The terminology used herein is for the purpose of describing particular embodiments only and is not intended to be limiting of the invention. As used herein, the singular forms “a”, “an” and “the” are intended to include the plural forms as well, unless the context clearly indicates otherwise. It will be further understood that the terms “comprises” and/or “comprising,” when used in this specification, specify the presence of stated features, integers, steps, operations, elements, and/or components, but do not preclude the presence or addition of one or more other features, integers, steps, operations, elements, components, and/or groups thereof.
It is noted at the outset that the terms “coupled,” “connected”, “connecting,” “electrically connected,” etc., are used interchangeably herein to generally refer to the condition of being electrically/electronically connected. Similarly, a first entity is considered to be in “communication” with a second entity (or entities) when the first entity electrically sends and/or receives (whether through wireline or wireless means) information signals (whether containing data information or non-data/control information) to the second entity regardless of the type (analog or digital) of those signals. It is further noted that various figures (including component diagrams) shown and discussed herein are for illustrative purpose only, and are not drawn to scale.
While specific embodiments of, and examples for, the system are described above for illustrative purposes, various equivalent modifications are possible within the scope of the system, as those skilled in the relevant art will recognize.
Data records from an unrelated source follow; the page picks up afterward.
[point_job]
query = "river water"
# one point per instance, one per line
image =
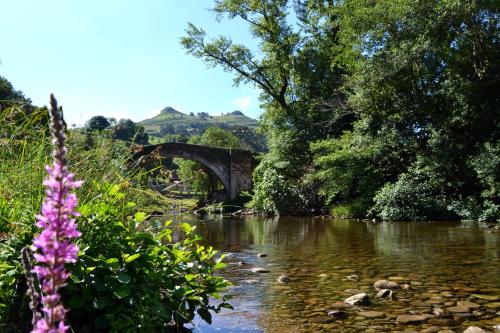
(441, 263)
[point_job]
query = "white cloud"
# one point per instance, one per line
(242, 103)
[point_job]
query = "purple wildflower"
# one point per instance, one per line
(58, 229)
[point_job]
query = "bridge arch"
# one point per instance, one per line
(233, 167)
(220, 174)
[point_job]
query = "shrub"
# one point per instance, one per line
(414, 196)
(274, 194)
(128, 277)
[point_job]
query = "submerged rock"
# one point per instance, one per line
(337, 314)
(340, 305)
(486, 297)
(474, 329)
(283, 278)
(467, 304)
(371, 314)
(386, 284)
(358, 299)
(384, 293)
(408, 319)
(259, 270)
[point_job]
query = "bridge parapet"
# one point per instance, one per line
(233, 167)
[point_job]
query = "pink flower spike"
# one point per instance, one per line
(54, 244)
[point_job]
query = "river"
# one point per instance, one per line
(452, 266)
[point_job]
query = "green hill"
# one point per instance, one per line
(173, 125)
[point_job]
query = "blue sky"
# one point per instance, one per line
(118, 58)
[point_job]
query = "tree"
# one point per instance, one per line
(296, 69)
(97, 123)
(424, 82)
(9, 96)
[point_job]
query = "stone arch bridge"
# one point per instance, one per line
(232, 166)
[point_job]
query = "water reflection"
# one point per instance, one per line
(318, 254)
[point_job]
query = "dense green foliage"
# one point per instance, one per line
(131, 276)
(194, 173)
(127, 130)
(97, 123)
(173, 125)
(386, 108)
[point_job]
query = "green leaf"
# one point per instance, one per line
(101, 322)
(219, 265)
(140, 216)
(76, 302)
(114, 189)
(113, 263)
(189, 277)
(129, 258)
(186, 227)
(122, 292)
(100, 303)
(123, 278)
(205, 315)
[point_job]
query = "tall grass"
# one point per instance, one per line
(126, 276)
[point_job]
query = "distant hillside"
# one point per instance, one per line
(173, 125)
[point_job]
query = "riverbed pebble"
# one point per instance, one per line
(407, 319)
(337, 314)
(384, 293)
(386, 284)
(474, 329)
(259, 270)
(283, 278)
(358, 299)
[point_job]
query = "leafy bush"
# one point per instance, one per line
(274, 194)
(356, 209)
(129, 277)
(414, 196)
(487, 166)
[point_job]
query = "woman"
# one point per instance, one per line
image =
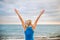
(28, 26)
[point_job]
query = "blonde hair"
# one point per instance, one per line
(27, 23)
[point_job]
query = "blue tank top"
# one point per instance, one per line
(29, 33)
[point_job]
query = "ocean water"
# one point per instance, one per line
(18, 31)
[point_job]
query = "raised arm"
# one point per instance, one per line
(35, 23)
(21, 19)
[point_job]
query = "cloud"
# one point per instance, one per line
(30, 8)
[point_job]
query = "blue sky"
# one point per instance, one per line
(30, 9)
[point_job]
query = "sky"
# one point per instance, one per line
(30, 9)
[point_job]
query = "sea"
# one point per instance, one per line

For example, while processes or steps are presented in a given order, alternative embodiments may perform routines having steps in a different order, and some processes or steps may be deleted, moved, added, subdivided, combined, and/or modified to provide alternative or sub-combinations. Each of these processes or steps may be implemented in a variety of different ways. Also, while processes or steps are at times shown as being performed in series, these processes or steps may instead be performed in parallel, or may be performed at different times.
While various embodiments have been described above, it should be understood that they have been presented by way of example only, and not limitation. The descriptions are not intended to limit the scope of the invention to the particular forms set forth herein. To the contrary, the present descriptions are intended to cover such alternatives, modifications, and equivalents as may be included within the spirit and scope of the invention as defined by the appended claims and otherwise appreciated by one of ordinary skill in the art. Thus, the breadth and scope of a preferred embodiment should not be limited by any of the above-described exemplary embodiments.
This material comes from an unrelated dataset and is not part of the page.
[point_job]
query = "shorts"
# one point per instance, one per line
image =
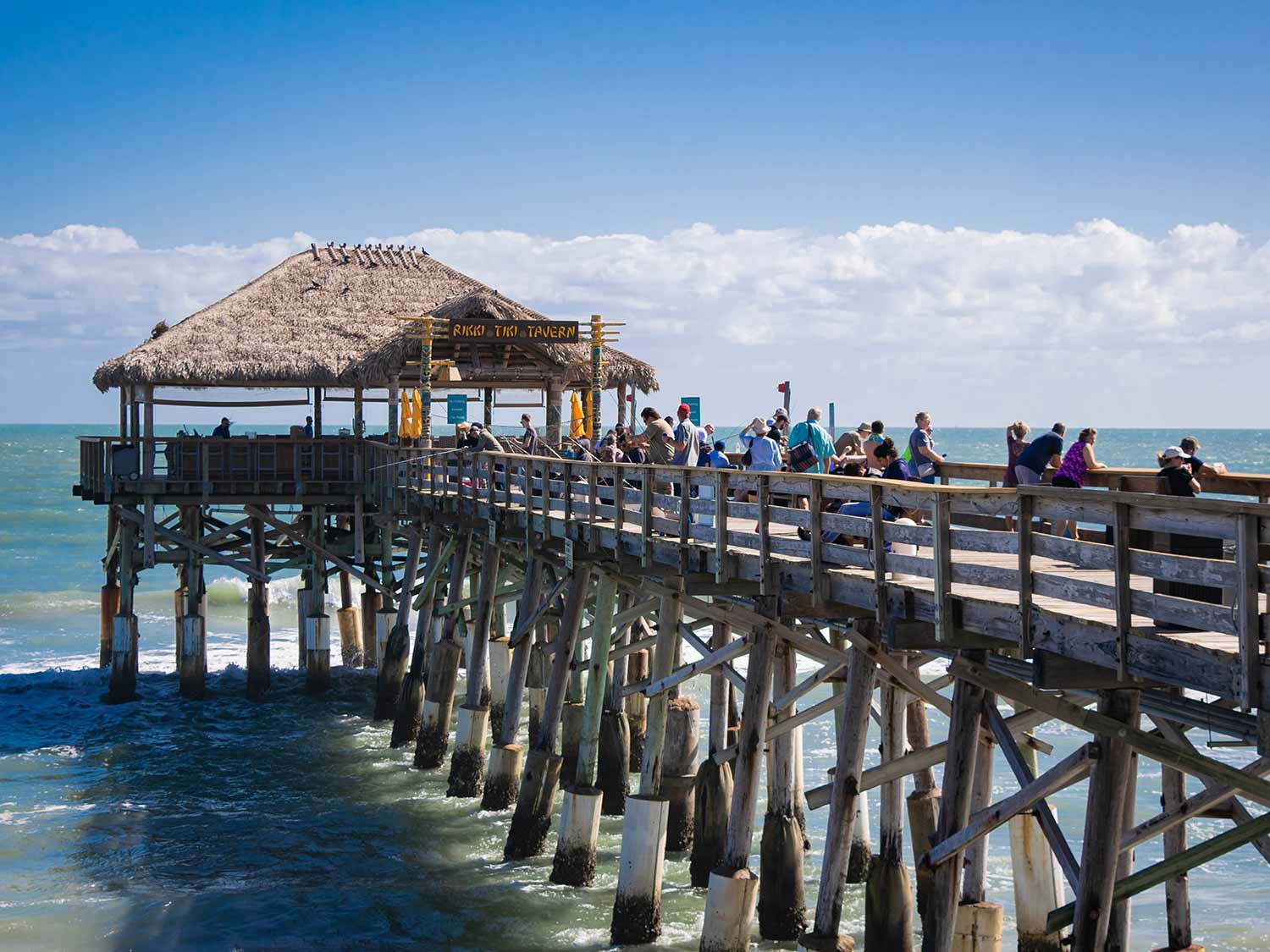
(1026, 476)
This application is related to U.S. patent application Ser. No. 15/406,542 entitled “Systems and Methods for Predictive Coding”, filed on Jan. 13, 2017, which is a continuation and claims the priority benefit of U.S. patent application Ser. No. 13/848,023, filed Mar. 20, 2013, now U.S. Pat. No. 9,595,005, which is a continuation of U.S. patent application Ser. No. 13/624,854, filed Sep. 21, 2012, now U.S. Pat. No. 8,489,538, which is a continuation of U.S. patent application Ser. No. 13/074,005, filed Mar. 28, 2011, now U.S. Pat. No. 8,554,716, which is a continuation of U.S. patent application Ser. No. 12/787,354, filed May 25, 2010, now U.S. Pat. No. 7,933,859. The disclosures of the aforementioned applications are incorporated by reference herein for all purposes, including all references and appendices cited therein.